Why film? For James, who has put in his own funds to make it happen, the festival is all about making the climate crisis visible. 

“When I walk through Frome or Bradford-on-Avon,” he says, “I wouldn’t know things need to change. And if I do decide I need to buy a sustainable shopping basket I can afford, how do I find out more, where do I go to access the information? There are so many different groups out there trying to make change, but how do you connect with them?” 

He sees film as having

“the ability to inspire, connect, support knowledge-sharing and promote the need for change. The tools are very often free (phones for example), so the route to market is there for all age groups without the need for additional costly infrastructure”.

The festival promotes an emerging filmmakers’ collective, linking in with local film networks such as Somerset Film, and helping local environmental groups to get their message across with film. Making the films themselves is just the start of the process, of course. It’s also about getting them in front of audiences, whether this be governments, schools, civil or community organisations and the Festival provides a good place to start.

The festival’s growth has been exponential, from around twenty films submitted in the first year to over 800, from all over the world in this, its third year. It is clear evidence of the urgent need a multitude of communities feel for platforms to give voice to their concerns. It is evidence, it would seem, of an unquenchable thirst for change.

The international team of judges has asked three key questions of the films to establish those most worthy of an award: does the film raise awareness of the climate and the environment? Does it help to promote a greener lifestyle? Does it help to reconnect audiences with the environment? From the 800 entries, they have identified 300 from which shortlists will be drawn.

James Godman and the 2023 Festival award winners. Credit: Frome International Climate Film Festival

The 2024 festival runs over the weekend of 18-19 May, the Saturday focused on local and family activities, and the Sunday on screening shortlisted films followed by the film awards in the evening. From a small hall in a council building in year one, the event moves in year three to the Cheese and Grain in the middle of town, a venue with seating capacity for 500. Reflecting James Godman’s commitment to making the Festival as affordable as possible, the whole event is free to attend, although donations are welcome. You can just turn up on the day. There is no obligation to book in advance, although you can do so if you wish via the website.  

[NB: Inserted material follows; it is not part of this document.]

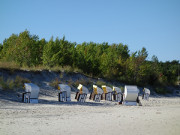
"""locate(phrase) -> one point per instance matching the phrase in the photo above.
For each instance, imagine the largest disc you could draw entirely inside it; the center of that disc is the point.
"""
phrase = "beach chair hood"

As well as many more films from round the world (including a special selection of young people’s films from Mexico), this year’s programme is pitched to be as accessible as possible, in part through the engagement of numerous organisations, many of them local. The programme includes children’s eco-art activities, a community choir, a green technology zone, an eco-fashion zone, Indian dance, eco yoga, an ‘eco-chill’ zone, riverside walks and workshops.

On Sunday evening there’s a post-awards party with local bands. The headliner is Scott O’Hara, winner of the 2023 Festival music competition, who says,

“There’s a great tradition in songwriting to not only protest, but also to bring a personal connection to an idea or a movement. The environment has been a theme for decades and my song Edge of Forever tries to do the same with a song about climate change. The festival provides a really great platform for it to reach a wider audience. I hope that submissions to the songwriting competition grow as exponentially as the filmmaking has.”

The man who Mends Things. Still. Credit Annie Farley

“What will it take for people to wake up?”, asked Greta Thunberg on the Youth Climate Strike March at COP 26.

This festival can surely make a difference. “I like a challenge”, says James; “the festival should be run by younger people really, but I am always optimistic, it’s small steps. We need to give something back, don’t we, that’s my mission.”